After twelve years of studying in lower level education, I was pleased to have parted ways with my number one nemesis – mathematics. Until I discovered Data Driven Journalism.  I suppose living in a technologically ridden world, I should have seen this coming. Being the purist that I am, adapting to the amount of power machinery is gradually coming to possess is a great challenge. The fight is not so much to eradicate the forces of technology (maybe maths, but not technology, well for now that is) but to draw a line and have boundaries. What happens to the purpose of human beings when we have man made devices to do everything for us? My theory is that technology was invented to make life easier, not take over it.  However with this week’s topic of discussion I have had a slight shift in perspective.

This week we discuss ‘Data Driven Journalism’ otherwise known as DDJ. The concept made its debut in the year two thousand and six (2006) in an article titled “A fundamental way newspaper sites need to change” by Adrian Holovaty.

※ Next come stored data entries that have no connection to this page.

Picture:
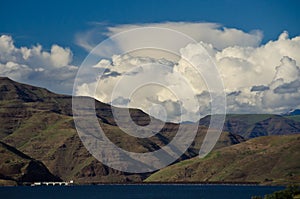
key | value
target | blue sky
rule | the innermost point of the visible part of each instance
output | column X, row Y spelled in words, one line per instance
column 255, row 45
column 48, row 22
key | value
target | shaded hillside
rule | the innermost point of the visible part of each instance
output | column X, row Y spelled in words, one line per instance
column 255, row 125
column 17, row 168
column 267, row 160
column 40, row 123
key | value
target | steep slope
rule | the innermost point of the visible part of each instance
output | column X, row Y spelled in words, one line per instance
column 253, row 125
column 267, row 160
column 40, row 123
column 18, row 168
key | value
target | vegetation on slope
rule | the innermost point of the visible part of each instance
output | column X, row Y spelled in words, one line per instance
column 266, row 160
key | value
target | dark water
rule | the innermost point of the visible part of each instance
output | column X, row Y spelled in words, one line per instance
column 138, row 191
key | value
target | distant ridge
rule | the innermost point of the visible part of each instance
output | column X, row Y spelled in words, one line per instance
column 39, row 123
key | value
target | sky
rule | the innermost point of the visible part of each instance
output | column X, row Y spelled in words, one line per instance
column 255, row 45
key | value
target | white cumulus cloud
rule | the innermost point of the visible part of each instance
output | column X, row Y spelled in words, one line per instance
column 36, row 66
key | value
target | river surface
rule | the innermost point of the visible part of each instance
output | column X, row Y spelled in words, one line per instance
column 155, row 191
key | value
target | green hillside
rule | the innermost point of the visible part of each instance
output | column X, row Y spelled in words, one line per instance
column 40, row 124
column 266, row 160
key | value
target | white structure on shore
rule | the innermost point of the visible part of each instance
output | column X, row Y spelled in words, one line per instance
column 52, row 183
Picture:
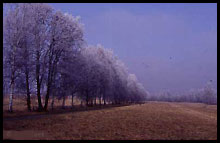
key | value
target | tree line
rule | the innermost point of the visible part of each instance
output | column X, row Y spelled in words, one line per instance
column 45, row 55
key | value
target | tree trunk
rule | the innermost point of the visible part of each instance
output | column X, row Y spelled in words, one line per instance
column 11, row 96
column 63, row 105
column 28, row 91
column 40, row 107
column 87, row 98
column 47, row 98
column 72, row 100
column 52, row 102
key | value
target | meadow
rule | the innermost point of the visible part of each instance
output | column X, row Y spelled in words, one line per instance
column 149, row 121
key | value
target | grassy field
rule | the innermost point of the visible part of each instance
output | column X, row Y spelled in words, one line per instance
column 149, row 121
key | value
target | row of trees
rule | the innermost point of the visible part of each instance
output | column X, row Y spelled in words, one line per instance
column 44, row 53
column 207, row 95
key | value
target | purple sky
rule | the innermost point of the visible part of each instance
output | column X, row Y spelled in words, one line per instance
column 168, row 46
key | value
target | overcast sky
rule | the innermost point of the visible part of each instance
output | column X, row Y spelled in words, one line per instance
column 168, row 46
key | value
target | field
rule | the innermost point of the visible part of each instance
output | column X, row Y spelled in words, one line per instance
column 149, row 121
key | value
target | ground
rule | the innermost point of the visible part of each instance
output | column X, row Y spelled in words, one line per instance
column 149, row 121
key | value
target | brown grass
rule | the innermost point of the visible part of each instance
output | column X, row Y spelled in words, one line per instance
column 150, row 121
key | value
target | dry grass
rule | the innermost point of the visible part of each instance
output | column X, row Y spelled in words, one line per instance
column 150, row 121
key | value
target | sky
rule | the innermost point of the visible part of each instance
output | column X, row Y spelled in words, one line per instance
column 167, row 46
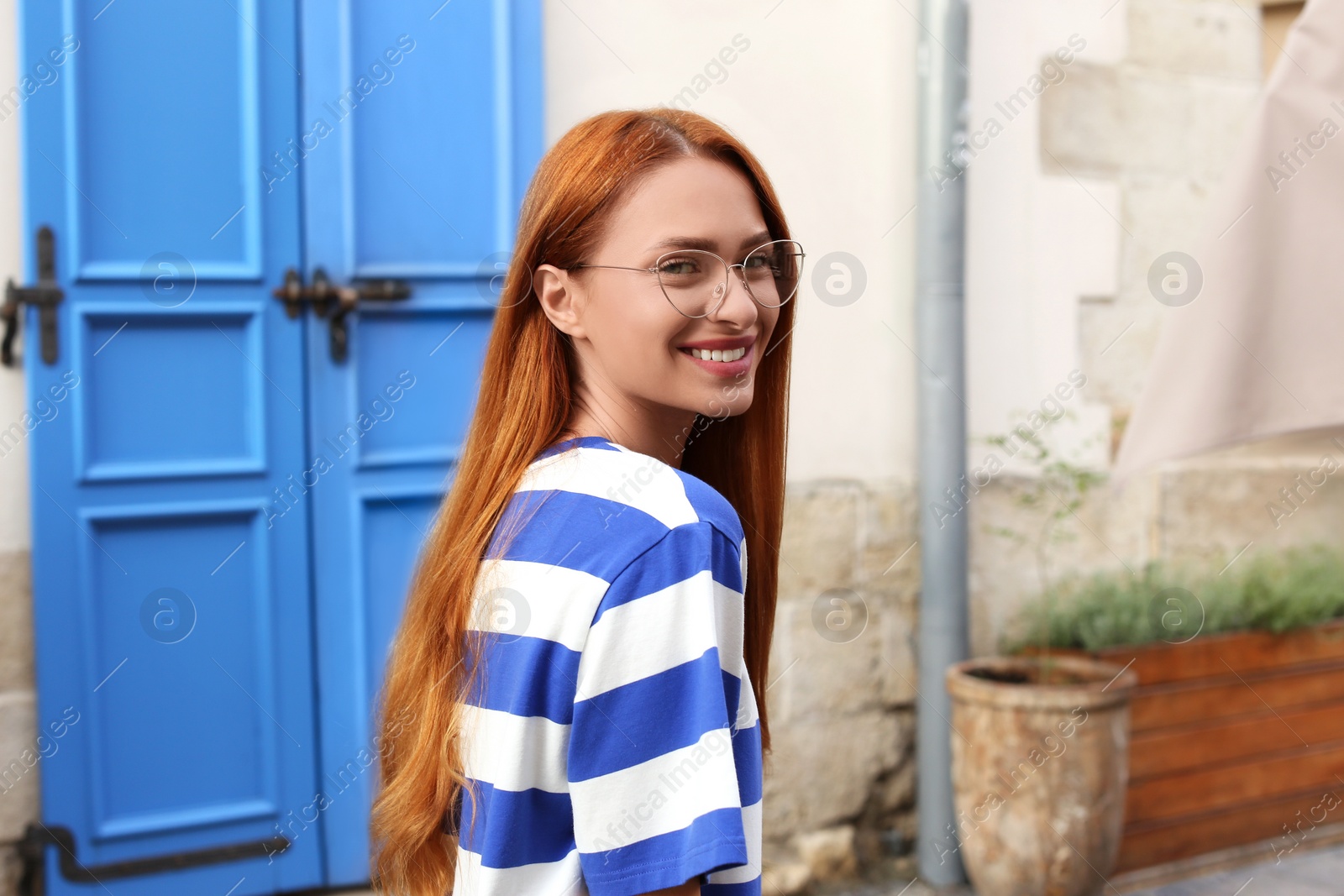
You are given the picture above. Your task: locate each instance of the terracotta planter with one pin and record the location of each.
(1236, 739)
(1039, 768)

In the article after briefly giving us a background of himself and his relation to the topic, he dives into the criticality of newspapers needing to restructure the manner in which they collect and store information and data. “But more fundamental shifts need to happen for newspaper companies to remain essential sources of information for their communities” says Holovaty.

So now one has a considerable understanding of the role Data Driven Journalism has in improving journalism but what is it? How does it work? According to Your Data Stories, it is ‘Journalistic work or news stories built upon sets of data’. In simpler terms it is sifting and filtering through information to find the most relevant facts and based on them create a story which makes the data easier to interpret. It is very important that one does not confuse data driven journalism with ‘data visualisation. Although very closely related they are vastly different. Data visualisation is purely just the interpretation and analysis of data, this is just one part of data journalism. Data journalism takes a further step in creating a story from the data that has been analysed. The below video gives an in depth explanation of the concept of DDJ.


With the field of Journalism being heavily infiltrated and making coalitions with technological forces, it is inevitable that much more will be expected from us. For those who are like me that assumed  they had parted ways with numbers, the bar has been raised. Though the basis of DDJ is not to make complex calculations, the ability to break down and interpret information is required. In the years to come the reality is that less journalists will be required in a news room and much more will be required of the existing journalists. In simple terms, job availability decreases and this is the fundamental problem I have with the impact of technological advancements.

We live in an ever changing world and to get ahead there are certain conformities that must way. That is just how cookies crumbles.